Expanding on this, Olff went on to develop a mental model which should facilitate thinking and talking about causation across even larger scale differences, down from (sub-)atomic to planetary and astrophysical scales. He made the important point that dealing with complexity across levels of organization requires an approach visualized as a stack of ice-cream cones. At each level of organization, it is important to reduce complexity to a simple set of emergences which form the mechanisms to explain complexity at the next level of organization. This keeps complexity manageable, compared to for example explaining the functioning of the whole ecosystems from the set of all biochemical reactions in all the cells of all organisms that together form such an ecosystem.

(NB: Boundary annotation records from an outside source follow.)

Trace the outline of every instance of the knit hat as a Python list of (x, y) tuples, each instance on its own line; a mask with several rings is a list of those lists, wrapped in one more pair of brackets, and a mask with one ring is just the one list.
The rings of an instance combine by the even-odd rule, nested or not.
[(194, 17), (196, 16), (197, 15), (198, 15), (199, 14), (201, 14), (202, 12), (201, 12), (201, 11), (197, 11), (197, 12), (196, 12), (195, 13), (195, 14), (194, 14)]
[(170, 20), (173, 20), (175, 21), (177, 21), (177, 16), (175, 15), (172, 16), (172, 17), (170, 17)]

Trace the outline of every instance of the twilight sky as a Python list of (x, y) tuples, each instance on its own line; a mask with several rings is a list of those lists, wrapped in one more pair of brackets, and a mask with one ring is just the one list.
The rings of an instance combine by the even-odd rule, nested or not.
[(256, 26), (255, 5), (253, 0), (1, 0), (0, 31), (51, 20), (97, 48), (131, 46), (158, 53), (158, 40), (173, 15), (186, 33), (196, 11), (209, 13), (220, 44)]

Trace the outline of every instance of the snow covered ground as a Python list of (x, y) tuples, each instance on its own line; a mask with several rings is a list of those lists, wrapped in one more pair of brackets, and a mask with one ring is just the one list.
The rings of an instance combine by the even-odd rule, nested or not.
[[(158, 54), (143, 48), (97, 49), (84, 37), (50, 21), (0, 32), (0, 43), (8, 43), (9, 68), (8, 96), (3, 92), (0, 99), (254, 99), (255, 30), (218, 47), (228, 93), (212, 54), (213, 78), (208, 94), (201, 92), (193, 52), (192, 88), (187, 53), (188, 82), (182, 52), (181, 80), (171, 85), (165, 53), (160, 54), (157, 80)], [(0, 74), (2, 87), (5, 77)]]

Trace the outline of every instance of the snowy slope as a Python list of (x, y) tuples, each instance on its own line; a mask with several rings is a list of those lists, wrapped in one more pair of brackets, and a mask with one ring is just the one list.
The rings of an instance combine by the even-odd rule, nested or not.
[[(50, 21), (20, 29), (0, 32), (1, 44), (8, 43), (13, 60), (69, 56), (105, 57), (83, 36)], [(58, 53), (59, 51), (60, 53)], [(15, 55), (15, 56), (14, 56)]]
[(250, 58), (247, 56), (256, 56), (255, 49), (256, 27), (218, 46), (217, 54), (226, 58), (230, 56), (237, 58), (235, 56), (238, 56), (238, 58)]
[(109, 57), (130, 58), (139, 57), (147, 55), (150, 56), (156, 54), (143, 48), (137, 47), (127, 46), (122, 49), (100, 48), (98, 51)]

Recreating the origin of life with non-equilibrium mechanisms? – Dieter Braun (LMU, D)

To round off this session, biophysicist Dieter Braun (LMU Munich, Germany) showed how molecules can be concentrated by simple physical processes. Inducing heat flow and thereby establishing a small-scale temperature gradient results in a non-equilibrium system that might have occurred in for example the volcanic rocks of Iceland. In a fluid-filled container which is heated on one side, convection and cooling will create a system in which molecules accumulate on the cold side.

Bigger molecules will accumulate better than small ones. In this way, for example RNA precursors might accumulate without the need of compartmentalization in vesicles. Indeed, lipids are also concentrated by this system and lead to the formation of vesicles.

The next step Braun took was to look for molecular evolution. When polymerase is added, DNA strands replicate. Interestingly, longer DNA strands are selected over short DNA. The next step is to see if the system can host chemical replication systems without the polymerase and obtain similar results in prebiotic conditions. Braun showed more examples of replication and selection, and different ways of creating a selective flow inside a container or on a surface. He also pointed out that the system that his laboratory developed for temperature-induced molecule accumulation has been the base for an innovative start-up Nanotemper.